Luciferases belong to a diverse class of bioluminescent molecules commonly exploited as genetic reporters both in vivo and in vitro.^(1,2) Since its initial cloning by de Wet et al. in 1985,⁽³⁾ firefly luciferase (FLuc), from the North American firefly (Photinus pyralis), has become the most popular bioluminescent molecule used in bioanalytical assays. FLuc is ∼62 kDa^(3,4) and is comprised of N-terminal and C-terminal domains consisting of alpha+beta sheet structures, linked by a flexible hinge-like region near the active site of the enzyme.⁽⁵⁾ FLuc catalyzes the oxidation of d-luciferin in the presence of ATP, Mg²⁺, and O₂, resulting in the emission of predominantly yellow–green light, with a peak emission wavelength between 550 and 580 nm at 25°C and an optimal pH of 7.8.^(6–8) Light-sensitive applications (e.g., illuminometers, charge-coupled device [CCD] cameras, etc.) are able to detect the photons emitted by the enzyme–substrate reaction. FLuc autofluoresces in the absence of substrate, but emits minimal light and, therefore, little background fluorescence.
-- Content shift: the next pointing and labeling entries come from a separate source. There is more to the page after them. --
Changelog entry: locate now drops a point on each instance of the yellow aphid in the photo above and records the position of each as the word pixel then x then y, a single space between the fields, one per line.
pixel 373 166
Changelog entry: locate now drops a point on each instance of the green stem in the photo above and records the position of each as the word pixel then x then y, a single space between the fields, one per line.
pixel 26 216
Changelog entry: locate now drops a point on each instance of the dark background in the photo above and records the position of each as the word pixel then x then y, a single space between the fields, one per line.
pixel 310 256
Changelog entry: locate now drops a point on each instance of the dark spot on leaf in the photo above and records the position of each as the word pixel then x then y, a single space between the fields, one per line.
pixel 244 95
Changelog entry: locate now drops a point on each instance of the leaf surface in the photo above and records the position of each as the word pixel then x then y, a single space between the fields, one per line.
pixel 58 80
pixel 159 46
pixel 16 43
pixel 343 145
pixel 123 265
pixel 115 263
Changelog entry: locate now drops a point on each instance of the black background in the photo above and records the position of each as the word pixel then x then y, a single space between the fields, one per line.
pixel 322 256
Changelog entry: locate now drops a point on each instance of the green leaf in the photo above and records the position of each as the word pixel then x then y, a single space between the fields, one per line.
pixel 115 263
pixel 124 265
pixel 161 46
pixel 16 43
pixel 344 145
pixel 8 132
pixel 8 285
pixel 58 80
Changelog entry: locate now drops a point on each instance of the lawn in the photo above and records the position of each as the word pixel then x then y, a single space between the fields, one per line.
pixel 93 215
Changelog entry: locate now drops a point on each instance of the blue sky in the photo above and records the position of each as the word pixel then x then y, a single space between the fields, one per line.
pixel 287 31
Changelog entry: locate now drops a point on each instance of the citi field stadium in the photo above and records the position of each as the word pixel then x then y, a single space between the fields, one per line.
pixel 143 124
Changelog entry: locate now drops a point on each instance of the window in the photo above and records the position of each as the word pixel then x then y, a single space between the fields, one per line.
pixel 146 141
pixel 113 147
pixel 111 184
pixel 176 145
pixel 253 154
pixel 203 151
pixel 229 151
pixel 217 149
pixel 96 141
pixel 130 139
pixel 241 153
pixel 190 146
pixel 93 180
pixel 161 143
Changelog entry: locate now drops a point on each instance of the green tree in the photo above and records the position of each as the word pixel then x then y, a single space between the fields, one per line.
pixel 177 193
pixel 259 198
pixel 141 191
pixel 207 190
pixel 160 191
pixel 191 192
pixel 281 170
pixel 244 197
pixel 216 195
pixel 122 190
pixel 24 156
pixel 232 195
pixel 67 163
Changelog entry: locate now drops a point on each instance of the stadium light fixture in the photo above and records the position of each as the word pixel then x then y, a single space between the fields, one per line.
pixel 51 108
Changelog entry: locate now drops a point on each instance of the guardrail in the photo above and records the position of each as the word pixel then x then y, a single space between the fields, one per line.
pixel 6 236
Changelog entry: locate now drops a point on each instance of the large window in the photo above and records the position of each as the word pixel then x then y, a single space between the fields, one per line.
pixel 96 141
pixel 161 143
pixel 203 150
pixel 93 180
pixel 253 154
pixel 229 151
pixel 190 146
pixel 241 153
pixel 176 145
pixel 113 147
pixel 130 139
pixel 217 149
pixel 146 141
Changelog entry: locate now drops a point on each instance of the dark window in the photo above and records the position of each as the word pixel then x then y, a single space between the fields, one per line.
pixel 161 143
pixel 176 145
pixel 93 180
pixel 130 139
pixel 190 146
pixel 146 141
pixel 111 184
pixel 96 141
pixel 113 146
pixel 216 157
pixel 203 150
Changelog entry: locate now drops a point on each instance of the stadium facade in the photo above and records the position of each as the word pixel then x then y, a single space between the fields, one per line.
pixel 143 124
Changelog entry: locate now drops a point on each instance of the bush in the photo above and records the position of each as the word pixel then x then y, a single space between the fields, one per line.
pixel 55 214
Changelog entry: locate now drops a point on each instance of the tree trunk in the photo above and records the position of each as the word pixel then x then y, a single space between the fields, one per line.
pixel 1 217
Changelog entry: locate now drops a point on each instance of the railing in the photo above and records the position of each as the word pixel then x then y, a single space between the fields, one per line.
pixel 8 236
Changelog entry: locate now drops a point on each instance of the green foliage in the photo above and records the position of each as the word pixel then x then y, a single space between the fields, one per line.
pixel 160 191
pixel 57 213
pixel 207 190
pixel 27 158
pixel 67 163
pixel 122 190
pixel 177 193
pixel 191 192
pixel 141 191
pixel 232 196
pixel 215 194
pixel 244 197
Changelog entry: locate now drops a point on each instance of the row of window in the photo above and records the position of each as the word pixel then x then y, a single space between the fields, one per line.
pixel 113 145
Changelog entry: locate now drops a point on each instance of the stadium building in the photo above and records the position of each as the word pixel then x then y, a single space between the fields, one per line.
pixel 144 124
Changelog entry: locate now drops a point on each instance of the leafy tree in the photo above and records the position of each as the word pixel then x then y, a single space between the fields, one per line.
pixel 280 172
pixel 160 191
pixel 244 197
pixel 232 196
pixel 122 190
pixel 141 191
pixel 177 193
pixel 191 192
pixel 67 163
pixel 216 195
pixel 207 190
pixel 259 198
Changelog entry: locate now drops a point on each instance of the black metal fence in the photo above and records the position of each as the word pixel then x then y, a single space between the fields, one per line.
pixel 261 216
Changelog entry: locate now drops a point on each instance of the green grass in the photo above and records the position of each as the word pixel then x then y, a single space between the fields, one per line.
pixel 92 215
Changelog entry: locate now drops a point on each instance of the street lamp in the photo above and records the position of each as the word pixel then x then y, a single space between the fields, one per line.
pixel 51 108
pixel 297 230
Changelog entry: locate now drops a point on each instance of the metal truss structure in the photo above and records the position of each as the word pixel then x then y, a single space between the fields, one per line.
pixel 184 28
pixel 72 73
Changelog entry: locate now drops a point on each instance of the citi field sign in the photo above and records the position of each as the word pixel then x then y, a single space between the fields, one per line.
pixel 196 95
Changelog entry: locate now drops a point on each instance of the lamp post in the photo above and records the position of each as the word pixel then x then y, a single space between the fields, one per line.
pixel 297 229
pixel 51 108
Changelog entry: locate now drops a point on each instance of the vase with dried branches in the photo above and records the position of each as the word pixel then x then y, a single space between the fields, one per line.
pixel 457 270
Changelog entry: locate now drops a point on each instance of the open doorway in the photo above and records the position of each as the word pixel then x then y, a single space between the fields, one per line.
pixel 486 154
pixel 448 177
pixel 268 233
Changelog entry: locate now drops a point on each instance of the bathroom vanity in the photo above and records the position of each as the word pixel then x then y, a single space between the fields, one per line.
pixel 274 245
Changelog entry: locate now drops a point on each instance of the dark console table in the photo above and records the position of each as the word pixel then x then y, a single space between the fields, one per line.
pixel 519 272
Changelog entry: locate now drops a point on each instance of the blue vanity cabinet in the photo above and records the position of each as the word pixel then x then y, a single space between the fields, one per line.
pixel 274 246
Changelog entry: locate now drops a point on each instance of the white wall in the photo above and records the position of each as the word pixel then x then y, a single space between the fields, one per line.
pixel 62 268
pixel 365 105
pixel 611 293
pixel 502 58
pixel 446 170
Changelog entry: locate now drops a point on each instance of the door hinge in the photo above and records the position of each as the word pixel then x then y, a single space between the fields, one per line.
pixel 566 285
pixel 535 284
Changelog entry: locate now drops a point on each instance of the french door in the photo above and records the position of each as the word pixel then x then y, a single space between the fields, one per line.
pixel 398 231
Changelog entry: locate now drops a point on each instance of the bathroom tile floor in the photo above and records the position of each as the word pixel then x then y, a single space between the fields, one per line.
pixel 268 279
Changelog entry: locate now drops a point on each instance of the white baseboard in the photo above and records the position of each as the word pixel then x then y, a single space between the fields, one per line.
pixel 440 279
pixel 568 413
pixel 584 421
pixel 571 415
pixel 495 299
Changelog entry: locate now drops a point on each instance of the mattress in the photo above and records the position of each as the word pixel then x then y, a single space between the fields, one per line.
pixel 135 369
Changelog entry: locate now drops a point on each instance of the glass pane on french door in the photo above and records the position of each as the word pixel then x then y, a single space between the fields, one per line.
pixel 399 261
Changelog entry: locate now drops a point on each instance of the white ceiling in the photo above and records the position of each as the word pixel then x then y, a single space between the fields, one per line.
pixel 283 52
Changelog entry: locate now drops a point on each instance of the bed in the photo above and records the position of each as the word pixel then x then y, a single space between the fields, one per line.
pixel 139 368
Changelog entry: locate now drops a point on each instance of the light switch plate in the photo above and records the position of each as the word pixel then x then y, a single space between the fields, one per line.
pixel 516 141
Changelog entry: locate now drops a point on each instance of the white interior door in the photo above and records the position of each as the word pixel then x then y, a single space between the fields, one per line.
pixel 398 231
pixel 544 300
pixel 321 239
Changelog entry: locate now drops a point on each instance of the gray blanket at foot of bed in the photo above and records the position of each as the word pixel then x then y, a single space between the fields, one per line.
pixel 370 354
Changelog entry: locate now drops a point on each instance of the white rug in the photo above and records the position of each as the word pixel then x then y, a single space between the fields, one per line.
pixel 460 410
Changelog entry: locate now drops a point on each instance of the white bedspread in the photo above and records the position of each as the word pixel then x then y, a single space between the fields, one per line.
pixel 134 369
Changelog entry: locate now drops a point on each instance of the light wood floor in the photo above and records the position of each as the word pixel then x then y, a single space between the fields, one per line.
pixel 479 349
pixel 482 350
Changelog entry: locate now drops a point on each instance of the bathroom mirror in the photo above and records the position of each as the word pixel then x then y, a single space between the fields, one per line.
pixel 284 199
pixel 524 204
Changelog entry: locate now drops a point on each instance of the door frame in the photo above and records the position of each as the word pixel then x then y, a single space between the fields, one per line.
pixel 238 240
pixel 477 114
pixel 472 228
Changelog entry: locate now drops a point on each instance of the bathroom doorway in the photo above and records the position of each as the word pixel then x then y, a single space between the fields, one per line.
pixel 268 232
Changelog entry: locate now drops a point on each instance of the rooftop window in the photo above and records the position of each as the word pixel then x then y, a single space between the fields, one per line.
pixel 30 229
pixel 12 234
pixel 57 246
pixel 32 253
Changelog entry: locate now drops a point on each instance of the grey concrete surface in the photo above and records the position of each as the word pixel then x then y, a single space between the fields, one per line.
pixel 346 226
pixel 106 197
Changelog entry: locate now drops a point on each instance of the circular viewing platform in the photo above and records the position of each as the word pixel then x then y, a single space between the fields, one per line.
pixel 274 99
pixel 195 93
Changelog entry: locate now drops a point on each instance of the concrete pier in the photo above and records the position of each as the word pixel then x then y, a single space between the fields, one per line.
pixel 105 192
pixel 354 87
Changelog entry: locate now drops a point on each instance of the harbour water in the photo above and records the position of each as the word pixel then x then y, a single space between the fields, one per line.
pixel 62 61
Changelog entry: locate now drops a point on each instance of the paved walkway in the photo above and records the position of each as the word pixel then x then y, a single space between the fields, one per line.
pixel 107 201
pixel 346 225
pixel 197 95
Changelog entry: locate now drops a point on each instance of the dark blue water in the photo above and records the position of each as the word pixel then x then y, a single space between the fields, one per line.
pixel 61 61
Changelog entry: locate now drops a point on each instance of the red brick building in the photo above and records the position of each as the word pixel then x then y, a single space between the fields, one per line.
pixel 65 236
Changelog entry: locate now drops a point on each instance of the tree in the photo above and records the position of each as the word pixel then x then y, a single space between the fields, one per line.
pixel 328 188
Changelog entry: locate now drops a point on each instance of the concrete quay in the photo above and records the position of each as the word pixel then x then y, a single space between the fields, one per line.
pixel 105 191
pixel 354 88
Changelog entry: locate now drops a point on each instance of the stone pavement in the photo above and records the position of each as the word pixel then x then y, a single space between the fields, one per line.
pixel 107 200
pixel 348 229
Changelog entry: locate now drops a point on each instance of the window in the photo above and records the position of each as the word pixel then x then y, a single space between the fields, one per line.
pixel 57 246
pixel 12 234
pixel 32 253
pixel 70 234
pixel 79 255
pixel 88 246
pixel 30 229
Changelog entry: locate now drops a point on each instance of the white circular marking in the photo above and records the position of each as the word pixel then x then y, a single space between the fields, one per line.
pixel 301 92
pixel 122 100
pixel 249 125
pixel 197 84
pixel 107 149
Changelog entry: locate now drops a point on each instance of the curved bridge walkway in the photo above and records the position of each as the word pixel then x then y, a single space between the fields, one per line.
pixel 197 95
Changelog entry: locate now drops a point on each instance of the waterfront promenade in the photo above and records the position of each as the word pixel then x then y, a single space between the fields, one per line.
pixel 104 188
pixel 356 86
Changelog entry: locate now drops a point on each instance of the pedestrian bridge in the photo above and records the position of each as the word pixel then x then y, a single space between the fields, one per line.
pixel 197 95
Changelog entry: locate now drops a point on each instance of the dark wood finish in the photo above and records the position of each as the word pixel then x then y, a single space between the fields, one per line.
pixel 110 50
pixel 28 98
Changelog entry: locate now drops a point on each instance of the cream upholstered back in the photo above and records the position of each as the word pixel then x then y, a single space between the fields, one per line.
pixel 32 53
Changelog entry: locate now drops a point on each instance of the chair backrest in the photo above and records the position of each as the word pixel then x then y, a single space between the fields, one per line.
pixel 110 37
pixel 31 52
This affords accurate quantification of minute amounts of the active enzyme, resulting in high FLuc assay sensitivity.⁽⁹⁾ In addition to the high sensitivity of FLuc-based bioluminescent assays, assays can also be dynamic due to the relatively short half-life of FLuc (∼3 hours in mammalian cells) compared with luciferases produced by other organisms.^(2,10) An excellent example of how the sensitivity and dynamic nature of FLuc have been exploited is its application to bioluminescent imaging (BLI) in vivo. BLI allows the location and quantification of cells expressing the FLuc reporter gene within living organisms. FLuc can be visualized multiple times by CCD cameras as long as fresh substrate is provided. This noninvasive technique is evolving into a common way to track disease progression and responses to treatment in models, such as mice, of pathogenic microorganisms, and tumorigenesis.^(11–14) However, the resolution of BLI in vivo is far lower than that of immunostaining and immunohistostaining of reporter proteins. Combining the two technologies, however, is synergistic.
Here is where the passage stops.